After a lengthy public hearing July 29 on Reliance Properties’ proposal to build a 47-unit rental apartment complex on top of the two existing heritage warehouses on Wharf Street, council debated the pros and cons of the project. Everything from the project’s value in providing sustainable rental accommodation downtown to concerns over its potential negative effect on heritage preservation in Victoria’s Old Town neighbourhood were discussed.
Mayor Lisa Helps cast the tiebreaking vote to move the project forward – Couns. Charlayne Thornton-Joe, Ben Isitt, Sharmarke Dubow and Geoff Young voted against. She said Friday, the project offers a good blend of heritage elements and modern amenities.
“It does not hit all of the marks if you are a heritage purist and if you look at the heritage guidelines,” she said. “I do think the building will have heritage merit and tell a part of the story of the city’s history.”
The project does not include vehicle parking but plans for 61 bike parking stalls, and electric infrastructure for e-bikes.
“We learned yesterday that on some days the Wharf Street bike lanes are busier than the Galloping Goose (trail),” Helps said.
She said approval will prompt the city to get working on creating a public park on municipal land between the Northern Junk property and the bridge, currently home to a parking lot.
“If the city can pull that off, that really will knit together both sides of the bridge – the Janion and the bridge are terrific –the continuous walkway would be able to connect up with the new park.”
Reliance CEO Jon Stovell is relieved the project is moving forward.
“Forty-three years in the making, and I feel like that’s how long I’ve been working on it,” he said, referencing the length of time the buildings have sat vacant. Reliance has owned the waterfront property for 11 years.
As he looked forward to next steps – a building permit is needed – Stovell had stern words for arguments against this latest of many proposals for the site.
“They really were being pennywise and pound foolish in their pedantic defence of (the city’s heritage) guidelines, ultimately to the detriment of what they’re trying to protect,” he said.

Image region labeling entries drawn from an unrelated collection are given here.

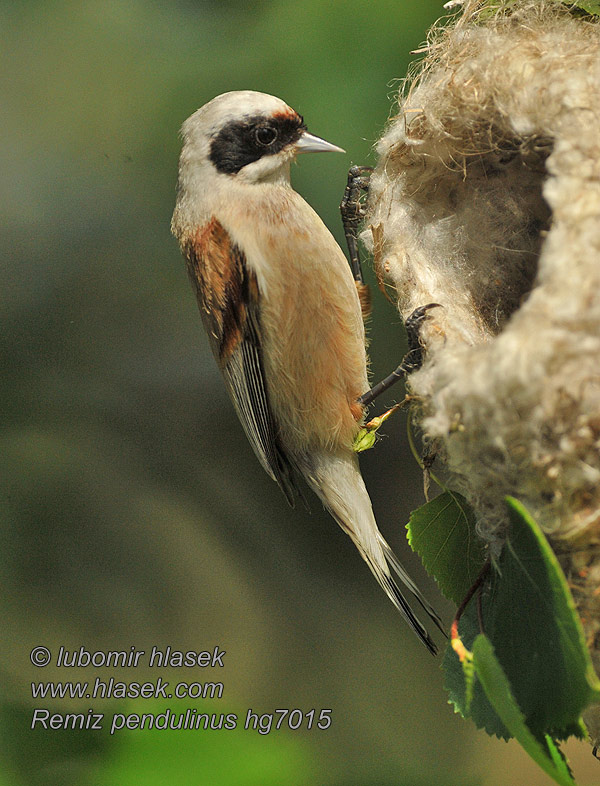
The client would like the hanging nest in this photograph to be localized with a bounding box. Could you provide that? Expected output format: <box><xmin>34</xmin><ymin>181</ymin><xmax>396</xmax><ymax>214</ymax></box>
<box><xmin>363</xmin><ymin>0</ymin><xmax>600</xmax><ymax>744</ymax></box>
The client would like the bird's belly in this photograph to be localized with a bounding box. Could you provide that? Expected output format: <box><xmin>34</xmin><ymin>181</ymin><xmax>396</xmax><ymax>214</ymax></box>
<box><xmin>261</xmin><ymin>258</ymin><xmax>368</xmax><ymax>453</ymax></box>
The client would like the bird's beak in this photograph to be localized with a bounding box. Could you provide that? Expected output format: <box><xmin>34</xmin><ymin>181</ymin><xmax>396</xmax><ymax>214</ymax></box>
<box><xmin>294</xmin><ymin>131</ymin><xmax>346</xmax><ymax>153</ymax></box>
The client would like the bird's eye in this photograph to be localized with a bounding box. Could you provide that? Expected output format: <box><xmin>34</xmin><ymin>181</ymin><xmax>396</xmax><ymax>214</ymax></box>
<box><xmin>254</xmin><ymin>126</ymin><xmax>277</xmax><ymax>147</ymax></box>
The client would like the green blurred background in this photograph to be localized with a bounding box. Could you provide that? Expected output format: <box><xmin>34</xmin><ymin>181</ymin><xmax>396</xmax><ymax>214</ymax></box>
<box><xmin>0</xmin><ymin>0</ymin><xmax>597</xmax><ymax>786</ymax></box>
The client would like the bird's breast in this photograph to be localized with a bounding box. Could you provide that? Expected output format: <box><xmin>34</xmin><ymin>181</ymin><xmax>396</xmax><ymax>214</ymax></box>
<box><xmin>219</xmin><ymin>187</ymin><xmax>368</xmax><ymax>453</ymax></box>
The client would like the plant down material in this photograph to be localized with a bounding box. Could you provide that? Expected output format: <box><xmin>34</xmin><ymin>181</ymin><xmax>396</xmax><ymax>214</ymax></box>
<box><xmin>363</xmin><ymin>0</ymin><xmax>600</xmax><ymax>744</ymax></box>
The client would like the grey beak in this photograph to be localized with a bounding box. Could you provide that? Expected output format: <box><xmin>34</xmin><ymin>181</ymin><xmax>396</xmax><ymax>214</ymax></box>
<box><xmin>295</xmin><ymin>131</ymin><xmax>346</xmax><ymax>153</ymax></box>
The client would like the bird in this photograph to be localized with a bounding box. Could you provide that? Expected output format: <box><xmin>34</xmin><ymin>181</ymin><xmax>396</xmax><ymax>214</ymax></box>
<box><xmin>171</xmin><ymin>90</ymin><xmax>443</xmax><ymax>654</ymax></box>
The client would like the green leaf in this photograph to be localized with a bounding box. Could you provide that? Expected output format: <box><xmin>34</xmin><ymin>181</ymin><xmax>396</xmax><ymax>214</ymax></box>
<box><xmin>473</xmin><ymin>634</ymin><xmax>575</xmax><ymax>786</ymax></box>
<box><xmin>352</xmin><ymin>427</ymin><xmax>377</xmax><ymax>453</ymax></box>
<box><xmin>406</xmin><ymin>491</ymin><xmax>485</xmax><ymax>604</ymax></box>
<box><xmin>443</xmin><ymin>499</ymin><xmax>600</xmax><ymax>744</ymax></box>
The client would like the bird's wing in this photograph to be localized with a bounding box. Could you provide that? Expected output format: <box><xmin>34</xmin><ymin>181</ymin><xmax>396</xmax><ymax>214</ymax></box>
<box><xmin>186</xmin><ymin>218</ymin><xmax>295</xmax><ymax>504</ymax></box>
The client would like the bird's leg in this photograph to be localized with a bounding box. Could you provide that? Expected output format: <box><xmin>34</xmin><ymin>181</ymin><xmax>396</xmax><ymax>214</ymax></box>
<box><xmin>340</xmin><ymin>166</ymin><xmax>373</xmax><ymax>317</ymax></box>
<box><xmin>358</xmin><ymin>303</ymin><xmax>440</xmax><ymax>407</ymax></box>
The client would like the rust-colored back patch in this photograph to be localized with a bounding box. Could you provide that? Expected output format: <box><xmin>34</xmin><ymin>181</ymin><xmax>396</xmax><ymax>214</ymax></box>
<box><xmin>183</xmin><ymin>217</ymin><xmax>258</xmax><ymax>364</ymax></box>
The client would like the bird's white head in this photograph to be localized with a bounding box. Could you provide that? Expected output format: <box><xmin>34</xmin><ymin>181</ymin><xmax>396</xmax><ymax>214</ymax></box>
<box><xmin>175</xmin><ymin>90</ymin><xmax>344</xmax><ymax>183</ymax></box>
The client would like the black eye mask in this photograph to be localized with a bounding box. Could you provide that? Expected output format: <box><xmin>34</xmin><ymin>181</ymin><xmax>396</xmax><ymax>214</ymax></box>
<box><xmin>210</xmin><ymin>112</ymin><xmax>306</xmax><ymax>175</ymax></box>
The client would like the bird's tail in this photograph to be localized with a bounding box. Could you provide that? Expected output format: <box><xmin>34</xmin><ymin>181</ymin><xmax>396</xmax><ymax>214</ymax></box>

Stovell rejected the notion that approving this project, with its blend of heritage and modern architecture, will have devastating effects on heritage preservation in the city.
“Young adults don’t hold these colonial buildings in the same view, not everybody looks at these old buildings in the same way. … Advocates are arguing for some perfect outcome,” he said, pointing to city staff’s determination that “no unicorn proposal” has been developed in almost 20 years of trying.
Site preparation will begin after permits are approved. Stovell estimates completion sometime in 2024.